La non-tarification
Les opérateurs de réseaux constituent une plate-forme entre des fournisseurs de contenu (les sites) d'une part et leurs abonnés d'autre part. En toute généralité, une plate-forme de ce type peut tirer des revenus des deux côtés (La littérature a consacré le terme de « marché bifaces » pour désigner les marchés où une plate-forme met en relation deux côtés d'un marché et où les décisions prises par un côté du marché ont une influence importante sur l'autre côté) de son marché, faisant payer aux fournisseurs de contenus la possibilité de contacter ses abonnés, et aux abonnés la mise en relation avec les fournisseurs de contenu. Dans son acception actuelle, la neutralité impose aux opérateurs de ne pas faire de distinction entre les paquets entrant sur leurs réseaux. Cela implique qu'ils ne peuvent pas faire payer les fournisseurs de contenus, ni directement, ni indirectement
via une facturation du fournisseur d'accès des sites concernés. Les opérateurs affirment que faire payer d'importants fournisseurs de contenu, comme Google ou
Facebook, leur permettrait de ne pas faire supporter aux seuls abonnés les coûts de développement du réseau.
Cette possibilité pourrait toutefois avoir des conséquences négatives. Depuis l'origine d'Internet, une large part du contenu est fournie par des particuliers qui ne retirent pas, ou très peu, de bénéfices financiers et dont la disposition à payer est donc très faible. Même dans le domaine commercial, des entreprises connaissant un succès certain ont traversé de longues périodes où elles ne parvenaient pas à transformer un trafic déjà important en ressources. Un paiement en fonction du trafic est donc de nature à appauvrir le contenu, à former une barrière à l'entrée pour les nouvelles entreprises et à rendre plus précaire la situation de projets à but non lucratif fonctionnant sur la base de dons, comme Wikipédia et les autres projets de la Wikimedia Foundation.
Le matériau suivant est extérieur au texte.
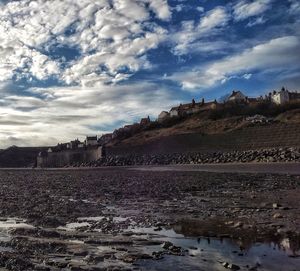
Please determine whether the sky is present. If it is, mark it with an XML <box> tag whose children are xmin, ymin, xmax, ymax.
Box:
<box><xmin>0</xmin><ymin>0</ymin><xmax>300</xmax><ymax>148</ymax></box>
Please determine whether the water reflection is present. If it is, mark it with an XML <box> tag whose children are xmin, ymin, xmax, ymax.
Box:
<box><xmin>134</xmin><ymin>221</ymin><xmax>300</xmax><ymax>271</ymax></box>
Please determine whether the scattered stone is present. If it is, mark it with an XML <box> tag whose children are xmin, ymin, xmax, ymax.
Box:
<box><xmin>273</xmin><ymin>213</ymin><xmax>283</xmax><ymax>218</ymax></box>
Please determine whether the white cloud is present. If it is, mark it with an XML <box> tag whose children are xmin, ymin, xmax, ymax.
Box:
<box><xmin>247</xmin><ymin>17</ymin><xmax>267</xmax><ymax>27</ymax></box>
<box><xmin>233</xmin><ymin>0</ymin><xmax>272</xmax><ymax>21</ymax></box>
<box><xmin>0</xmin><ymin>83</ymin><xmax>179</xmax><ymax>148</ymax></box>
<box><xmin>0</xmin><ymin>0</ymin><xmax>172</xmax><ymax>85</ymax></box>
<box><xmin>171</xmin><ymin>7</ymin><xmax>230</xmax><ymax>55</ymax></box>
<box><xmin>168</xmin><ymin>36</ymin><xmax>300</xmax><ymax>90</ymax></box>
<box><xmin>198</xmin><ymin>7</ymin><xmax>230</xmax><ymax>32</ymax></box>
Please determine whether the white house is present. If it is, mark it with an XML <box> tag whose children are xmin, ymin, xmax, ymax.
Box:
<box><xmin>170</xmin><ymin>106</ymin><xmax>179</xmax><ymax>117</ymax></box>
<box><xmin>85</xmin><ymin>136</ymin><xmax>98</xmax><ymax>146</ymax></box>
<box><xmin>228</xmin><ymin>90</ymin><xmax>247</xmax><ymax>102</ymax></box>
<box><xmin>271</xmin><ymin>88</ymin><xmax>290</xmax><ymax>104</ymax></box>
<box><xmin>157</xmin><ymin>111</ymin><xmax>170</xmax><ymax>122</ymax></box>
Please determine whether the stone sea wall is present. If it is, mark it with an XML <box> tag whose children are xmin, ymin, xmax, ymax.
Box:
<box><xmin>68</xmin><ymin>148</ymin><xmax>300</xmax><ymax>167</ymax></box>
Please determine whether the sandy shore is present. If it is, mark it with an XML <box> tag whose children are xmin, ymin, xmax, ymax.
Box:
<box><xmin>0</xmin><ymin>167</ymin><xmax>300</xmax><ymax>270</ymax></box>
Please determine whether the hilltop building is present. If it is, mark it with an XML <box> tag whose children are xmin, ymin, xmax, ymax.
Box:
<box><xmin>166</xmin><ymin>99</ymin><xmax>218</xmax><ymax>120</ymax></box>
<box><xmin>85</xmin><ymin>136</ymin><xmax>98</xmax><ymax>146</ymax></box>
<box><xmin>140</xmin><ymin>116</ymin><xmax>151</xmax><ymax>126</ymax></box>
<box><xmin>157</xmin><ymin>111</ymin><xmax>170</xmax><ymax>122</ymax></box>
<box><xmin>269</xmin><ymin>87</ymin><xmax>300</xmax><ymax>104</ymax></box>
<box><xmin>37</xmin><ymin>136</ymin><xmax>104</xmax><ymax>167</ymax></box>
<box><xmin>228</xmin><ymin>90</ymin><xmax>247</xmax><ymax>103</ymax></box>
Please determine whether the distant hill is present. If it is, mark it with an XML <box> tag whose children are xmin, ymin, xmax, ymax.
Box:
<box><xmin>0</xmin><ymin>146</ymin><xmax>48</xmax><ymax>168</ymax></box>
<box><xmin>107</xmin><ymin>109</ymin><xmax>300</xmax><ymax>155</ymax></box>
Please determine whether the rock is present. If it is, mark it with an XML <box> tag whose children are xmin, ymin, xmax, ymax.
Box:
<box><xmin>161</xmin><ymin>241</ymin><xmax>173</xmax><ymax>249</ymax></box>
<box><xmin>273</xmin><ymin>213</ymin><xmax>283</xmax><ymax>218</ymax></box>
<box><xmin>233</xmin><ymin>221</ymin><xmax>244</xmax><ymax>228</ymax></box>
<box><xmin>272</xmin><ymin>203</ymin><xmax>281</xmax><ymax>209</ymax></box>
<box><xmin>222</xmin><ymin>262</ymin><xmax>241</xmax><ymax>270</ymax></box>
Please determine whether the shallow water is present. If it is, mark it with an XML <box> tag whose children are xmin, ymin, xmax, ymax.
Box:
<box><xmin>133</xmin><ymin>228</ymin><xmax>300</xmax><ymax>271</ymax></box>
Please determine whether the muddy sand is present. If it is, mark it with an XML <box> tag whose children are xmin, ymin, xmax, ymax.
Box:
<box><xmin>0</xmin><ymin>168</ymin><xmax>300</xmax><ymax>271</ymax></box>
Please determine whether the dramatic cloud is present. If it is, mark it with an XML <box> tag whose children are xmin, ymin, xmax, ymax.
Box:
<box><xmin>0</xmin><ymin>0</ymin><xmax>171</xmax><ymax>86</ymax></box>
<box><xmin>0</xmin><ymin>83</ymin><xmax>179</xmax><ymax>147</ymax></box>
<box><xmin>0</xmin><ymin>0</ymin><xmax>300</xmax><ymax>148</ymax></box>
<box><xmin>172</xmin><ymin>7</ymin><xmax>230</xmax><ymax>55</ymax></box>
<box><xmin>234</xmin><ymin>0</ymin><xmax>272</xmax><ymax>21</ymax></box>
<box><xmin>168</xmin><ymin>36</ymin><xmax>300</xmax><ymax>90</ymax></box>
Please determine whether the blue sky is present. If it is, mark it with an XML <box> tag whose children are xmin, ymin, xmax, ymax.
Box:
<box><xmin>0</xmin><ymin>0</ymin><xmax>300</xmax><ymax>148</ymax></box>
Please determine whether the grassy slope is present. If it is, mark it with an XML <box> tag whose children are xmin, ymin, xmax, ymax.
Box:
<box><xmin>109</xmin><ymin>109</ymin><xmax>300</xmax><ymax>153</ymax></box>
<box><xmin>0</xmin><ymin>147</ymin><xmax>47</xmax><ymax>167</ymax></box>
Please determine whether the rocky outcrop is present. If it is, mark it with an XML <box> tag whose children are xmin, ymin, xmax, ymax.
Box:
<box><xmin>68</xmin><ymin>148</ymin><xmax>300</xmax><ymax>167</ymax></box>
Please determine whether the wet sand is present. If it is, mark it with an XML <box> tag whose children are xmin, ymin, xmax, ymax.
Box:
<box><xmin>131</xmin><ymin>163</ymin><xmax>300</xmax><ymax>175</ymax></box>
<box><xmin>0</xmin><ymin>167</ymin><xmax>300</xmax><ymax>270</ymax></box>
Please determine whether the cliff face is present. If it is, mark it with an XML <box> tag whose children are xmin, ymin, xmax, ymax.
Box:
<box><xmin>107</xmin><ymin>109</ymin><xmax>300</xmax><ymax>155</ymax></box>
<box><xmin>0</xmin><ymin>147</ymin><xmax>48</xmax><ymax>168</ymax></box>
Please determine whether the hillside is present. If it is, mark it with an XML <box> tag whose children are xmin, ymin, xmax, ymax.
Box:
<box><xmin>0</xmin><ymin>146</ymin><xmax>47</xmax><ymax>167</ymax></box>
<box><xmin>108</xmin><ymin>109</ymin><xmax>300</xmax><ymax>155</ymax></box>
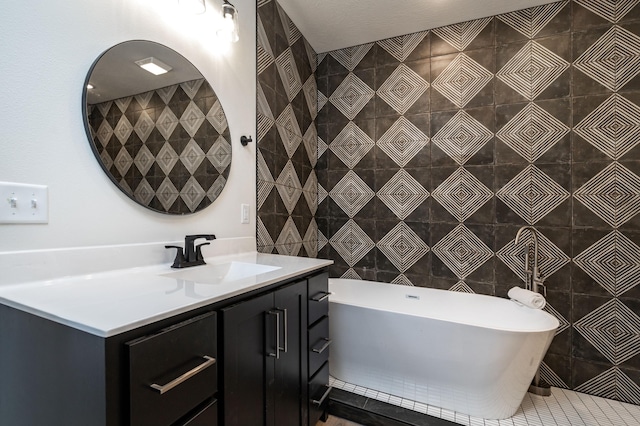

En outre, cet effet peut se composer d'un problème de coordination. Quand un fournisseur d'accès impose à un producteur de contenu de payer pour accéder à ses consommateurs, il récupère immédiatement les paiements de ceux qui acceptent tandis que la perte d'attractivité du réseau, en termes de producteurs qui préfèrent jeter l'éponge, est répartie sur l'ensemble des fournisseurs d'accès par l'intermédiaire d'une disposition à payer plus faible de l'ensemble des consommateurs. De ce fait, même si cette tarification pouvait être utile, les FAI auraient tendance à fixer des tarifs trop élevés et d'autant plus élevés que la concurrence entre eux serait faible, les consommateurs ne pouvant plus alors répliquer en changeant de FAI. À terme, le risque est celui d'une balkanisation du réseau, avec des services qui seraient accessibles depuis certains FAI mais pas depuis d'autres, au détriment des effets de réseau qui ont fait le succès d'Internet.
La littérature économique est donc, en l'état, très sceptique quant à l'opportunité de laisser les opérateurs de réseau faire payer l'accès à leur réseau par leurs fournisseurs de contenu. Et ce, d'autant moins que des revenus plus élevés serviraient davantage à étendre la couverture (afin de gagner de nouveau consommateurs) qu'à d'améliorer les infrastructures existantes, où les abonnés sont déjà plus ou moins captifs.